Segmentation-Based Fine Registration of Very High Resolution Multitemporal Images

In this paper, a segmentation-based approach to fine registration of multispectral and multitemporal very high resolution (VHR) images is proposed. The proposed approach aims at estimating and correcting the residual local misalignment [also referred to as registration noise (RN)] that often affects multitemporal VHR images even after standard registration. The method extracts automatically a set of object representative points associated with regions with homogeneous spectral properties (i.e., objects in the scene). Such points result to be distributed all over the considered scene and account for the high spatial correlation of pixels in VHR images. Then, it estimates the amount and direction of residual local misalignment for each object representative point by exploiting residual local misalignment properties in a multiple displacement analysis framework.

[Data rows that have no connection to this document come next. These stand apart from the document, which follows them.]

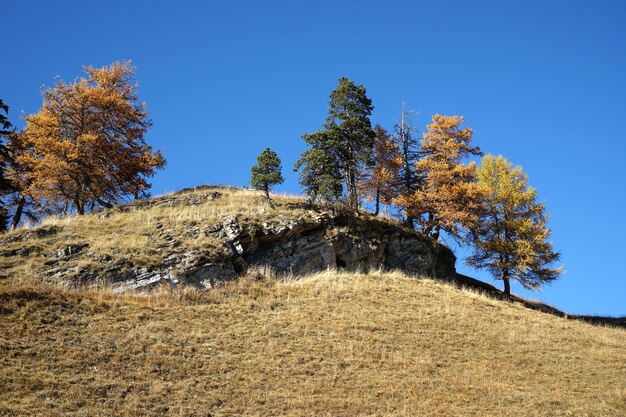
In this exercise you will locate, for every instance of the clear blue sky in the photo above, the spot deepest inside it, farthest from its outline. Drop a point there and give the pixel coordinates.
(541, 82)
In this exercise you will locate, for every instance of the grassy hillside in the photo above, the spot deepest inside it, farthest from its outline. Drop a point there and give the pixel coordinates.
(331, 344)
(136, 234)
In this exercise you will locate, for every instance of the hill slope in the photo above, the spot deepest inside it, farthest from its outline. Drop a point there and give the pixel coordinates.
(331, 344)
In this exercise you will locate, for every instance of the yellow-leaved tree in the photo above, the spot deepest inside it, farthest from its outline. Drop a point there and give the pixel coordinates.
(511, 238)
(86, 145)
(448, 198)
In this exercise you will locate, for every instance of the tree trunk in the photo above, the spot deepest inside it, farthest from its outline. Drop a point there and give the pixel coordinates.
(377, 201)
(18, 213)
(410, 221)
(435, 234)
(80, 208)
(266, 189)
(507, 284)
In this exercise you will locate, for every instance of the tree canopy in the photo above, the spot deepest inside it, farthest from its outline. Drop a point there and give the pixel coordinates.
(448, 198)
(344, 143)
(267, 172)
(511, 238)
(5, 185)
(86, 145)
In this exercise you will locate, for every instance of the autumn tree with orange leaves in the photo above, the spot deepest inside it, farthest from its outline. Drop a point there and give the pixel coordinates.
(378, 185)
(86, 144)
(449, 196)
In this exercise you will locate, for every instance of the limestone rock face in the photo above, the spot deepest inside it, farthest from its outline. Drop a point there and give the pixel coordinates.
(296, 245)
(299, 247)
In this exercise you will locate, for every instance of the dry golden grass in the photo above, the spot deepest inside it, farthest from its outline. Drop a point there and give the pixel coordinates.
(134, 233)
(331, 344)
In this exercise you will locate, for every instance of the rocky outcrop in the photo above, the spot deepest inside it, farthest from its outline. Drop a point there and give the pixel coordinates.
(300, 246)
(312, 241)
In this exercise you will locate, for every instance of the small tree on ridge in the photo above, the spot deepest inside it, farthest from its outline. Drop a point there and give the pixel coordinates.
(511, 239)
(267, 173)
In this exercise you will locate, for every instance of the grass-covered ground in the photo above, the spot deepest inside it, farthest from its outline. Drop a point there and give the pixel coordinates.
(332, 344)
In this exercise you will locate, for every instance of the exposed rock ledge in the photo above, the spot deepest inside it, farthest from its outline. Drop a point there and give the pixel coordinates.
(295, 246)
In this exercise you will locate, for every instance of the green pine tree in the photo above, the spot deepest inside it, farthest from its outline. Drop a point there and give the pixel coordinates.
(346, 139)
(267, 173)
(320, 176)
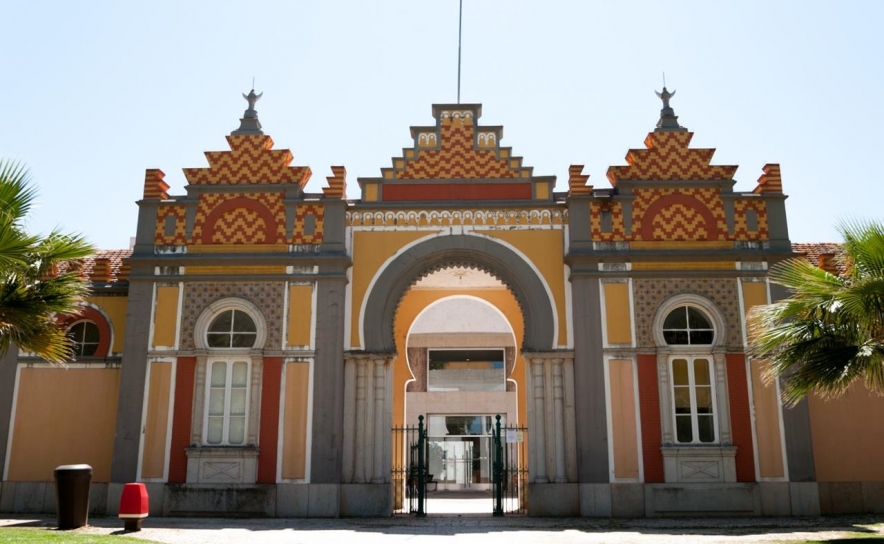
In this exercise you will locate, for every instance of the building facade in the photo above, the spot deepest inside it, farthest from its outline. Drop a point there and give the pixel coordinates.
(254, 350)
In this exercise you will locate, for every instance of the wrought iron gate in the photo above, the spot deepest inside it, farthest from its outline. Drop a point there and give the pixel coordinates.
(410, 457)
(509, 457)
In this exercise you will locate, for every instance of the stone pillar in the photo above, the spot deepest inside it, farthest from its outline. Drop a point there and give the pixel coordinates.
(539, 430)
(552, 418)
(559, 410)
(368, 415)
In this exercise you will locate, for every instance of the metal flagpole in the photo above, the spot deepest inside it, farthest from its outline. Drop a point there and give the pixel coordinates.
(459, 36)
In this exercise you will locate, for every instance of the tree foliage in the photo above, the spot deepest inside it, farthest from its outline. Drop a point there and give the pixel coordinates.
(39, 278)
(830, 332)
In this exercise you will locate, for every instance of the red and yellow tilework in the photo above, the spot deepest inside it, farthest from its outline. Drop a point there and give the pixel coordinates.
(668, 157)
(460, 155)
(251, 159)
(239, 218)
(179, 237)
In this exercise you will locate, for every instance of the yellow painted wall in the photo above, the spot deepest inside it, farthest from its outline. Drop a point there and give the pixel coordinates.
(415, 301)
(765, 400)
(76, 427)
(115, 310)
(165, 317)
(300, 315)
(848, 436)
(545, 249)
(623, 426)
(156, 425)
(370, 250)
(294, 434)
(618, 320)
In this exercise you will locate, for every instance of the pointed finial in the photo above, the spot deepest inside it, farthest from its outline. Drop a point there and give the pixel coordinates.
(668, 120)
(249, 123)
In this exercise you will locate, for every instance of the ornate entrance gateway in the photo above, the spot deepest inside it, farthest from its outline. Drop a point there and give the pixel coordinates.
(495, 462)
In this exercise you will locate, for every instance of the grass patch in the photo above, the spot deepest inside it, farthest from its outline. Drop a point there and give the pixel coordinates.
(26, 536)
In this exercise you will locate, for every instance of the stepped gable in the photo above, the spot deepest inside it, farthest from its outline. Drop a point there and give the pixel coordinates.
(454, 160)
(251, 160)
(229, 203)
(668, 157)
(676, 194)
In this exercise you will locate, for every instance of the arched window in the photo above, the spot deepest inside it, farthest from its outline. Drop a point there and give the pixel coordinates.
(687, 325)
(688, 329)
(86, 338)
(231, 329)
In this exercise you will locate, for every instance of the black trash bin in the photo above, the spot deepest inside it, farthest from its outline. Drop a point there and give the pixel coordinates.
(72, 495)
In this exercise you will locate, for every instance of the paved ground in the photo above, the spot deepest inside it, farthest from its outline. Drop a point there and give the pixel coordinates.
(487, 530)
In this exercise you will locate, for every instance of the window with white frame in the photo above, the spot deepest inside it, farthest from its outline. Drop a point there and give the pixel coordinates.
(227, 401)
(690, 333)
(85, 337)
(693, 400)
(231, 328)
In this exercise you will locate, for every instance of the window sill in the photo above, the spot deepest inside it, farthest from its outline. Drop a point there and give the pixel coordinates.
(699, 463)
(222, 464)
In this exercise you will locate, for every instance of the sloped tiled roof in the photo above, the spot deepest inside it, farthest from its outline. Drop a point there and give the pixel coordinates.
(826, 251)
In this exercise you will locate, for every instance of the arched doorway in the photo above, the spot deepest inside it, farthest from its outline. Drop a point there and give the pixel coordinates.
(456, 313)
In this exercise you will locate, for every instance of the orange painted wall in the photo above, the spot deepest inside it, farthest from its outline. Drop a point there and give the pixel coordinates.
(294, 433)
(165, 316)
(623, 422)
(370, 251)
(76, 427)
(848, 436)
(156, 426)
(764, 400)
(618, 321)
(415, 301)
(115, 310)
(300, 315)
(545, 249)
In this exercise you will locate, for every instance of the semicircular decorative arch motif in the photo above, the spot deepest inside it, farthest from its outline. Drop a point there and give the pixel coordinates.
(679, 217)
(466, 251)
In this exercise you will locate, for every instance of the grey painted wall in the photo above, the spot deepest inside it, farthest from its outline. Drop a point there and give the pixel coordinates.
(463, 250)
(796, 426)
(133, 374)
(328, 383)
(8, 367)
(589, 382)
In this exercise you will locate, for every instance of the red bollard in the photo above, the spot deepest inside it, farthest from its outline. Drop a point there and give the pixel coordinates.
(134, 506)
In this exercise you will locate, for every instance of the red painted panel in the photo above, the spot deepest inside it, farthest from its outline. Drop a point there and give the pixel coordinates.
(649, 408)
(741, 423)
(456, 191)
(268, 435)
(181, 414)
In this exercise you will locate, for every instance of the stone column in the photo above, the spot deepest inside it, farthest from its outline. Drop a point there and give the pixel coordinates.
(559, 410)
(367, 424)
(539, 430)
(381, 423)
(359, 473)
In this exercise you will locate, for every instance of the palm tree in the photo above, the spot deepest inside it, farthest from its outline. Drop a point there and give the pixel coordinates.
(830, 332)
(39, 279)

To this end, a multiscale differential analysis of the multispectral difference image is employed for modeling the statistical distribution of pixels affected by residual misalignment (i.e., RN pixels) and detect them. The RN is used to perform a segmentation-based fine registration based on both temporal and spatial correlation. Accordingly, the method is particularly suitable to be used for images with a large number of border regions like VHR images of urban scenes. Experimental results obtained on both simulated and real multitemporal VHR images confirm the effectiveness of the proposed method.

Edge-Based Registration-Noise Estimation in VHR Multitemporal and Multisensor Images

Even after coregistration, very high resolution (VHR) multitemporal images acquired by different multispectral sensors (e.g., QuickBird and WordView) show a residual misregistration due to dissimilarities in acquisition conditions and in sensor properties. Residual misregistration can be considered as a source of noise and is referred to as registration noise (RN). Since RN is likely to have a negative impact on multitemporal information extraction, detecting and reducing it can increase multitemporal image processing accuracy. In this letter, we propose an approach to identify RN between VHR multitemporal and multisensor images. Under the assumption that dominant RN mainly exists along boundaries of objects, we propose to use edge information in high frequency regions to estimate it. This choice makes RN detection less dependent on radiometric differences and thus more effective in VHR multisensor image processing. In order to validate the effectiveness of the proposed approach, multitemporal multisensor data sets are built including QuickBird and WorldView VHR images. Both qualitative and quantitative assessments demonstrate the effectiveness of the proposed RN identification approach compared to the state-of-the-art one.